Elise Holter Thompson successfully defended her PhD
On December 11th, Elise Holter Thompson successfully defended her PhD thesis "Perineuronal nets in memory processing and behavior."
Before the defence, Elise Holter Thompson presented her trial lecture "Exceptional memory, being able to forget and reverse learning."
The PhD defence and trial lecture were fully digital.
How the brain balances between plasticity and stability to create and store memories remains elusive. While brain plasticity is massive in early life, it is reduced in adults. A specialized form of extracellular matrix, called perineuronal nets, enwraps neurons contributing to reduced plasticity. Removal of PNNs in adults reinstates high plasticity but their functional roles remain mostly unresolved.
In her doctoral work, Elise Thompson has used advanced experimental approaches to reveal the impact of PNNs on neuronal activity, behavior and memory processing.
To test the proposed role of PNNs to stabilise neural networks, Thompson and colleagues removed PNNs in adults after memory acquisition. Results showed that PNN removal led to amnesia, illustrating a role for PNNs in memory processing, perhaps by stabilising connections to other involved brain areas.

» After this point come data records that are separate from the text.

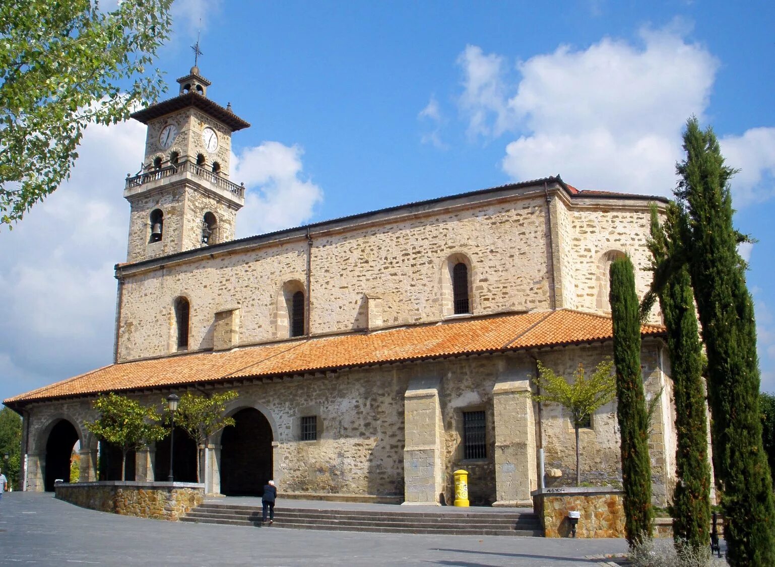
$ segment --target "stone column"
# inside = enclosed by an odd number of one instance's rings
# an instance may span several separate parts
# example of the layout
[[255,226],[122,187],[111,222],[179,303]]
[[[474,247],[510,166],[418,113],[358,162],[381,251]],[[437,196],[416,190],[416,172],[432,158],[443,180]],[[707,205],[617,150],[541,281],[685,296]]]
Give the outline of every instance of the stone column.
[[135,452],[135,480],[146,482],[153,480],[153,461],[151,455],[155,452],[146,445]]
[[[220,494],[221,493],[221,445],[216,445],[215,443],[210,443],[207,446],[207,451],[209,453],[208,455],[208,465],[209,470],[206,472],[209,476],[209,490],[210,494]],[[205,486],[207,479],[205,480]],[[207,492],[207,488],[205,488],[205,492]]]
[[492,389],[495,418],[495,491],[493,506],[532,506],[538,485],[536,421],[528,380],[504,376]]
[[404,394],[405,504],[439,505],[443,426],[437,377],[413,378]]
[[97,450],[82,448],[78,451],[78,465],[81,472],[79,483],[93,483],[97,479]]
[[27,490],[32,492],[43,492],[46,490],[40,455],[37,453],[27,453]]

Furthermore, Thompson and colleagues investigated a mouse line with a genetic mutation disrupting PNN development. In a comprehensive evaluation, they found that these mice showed reduced levels of anxiety, with no other apparent changes to memory processing and neuronal activity.
The results from Elise Thompson’s work suggest that while acute loss of PNNs may have drastic consequences, such as amnesia, disrupting PNN development may allow unknown compensatory effects ensuring normal functionality.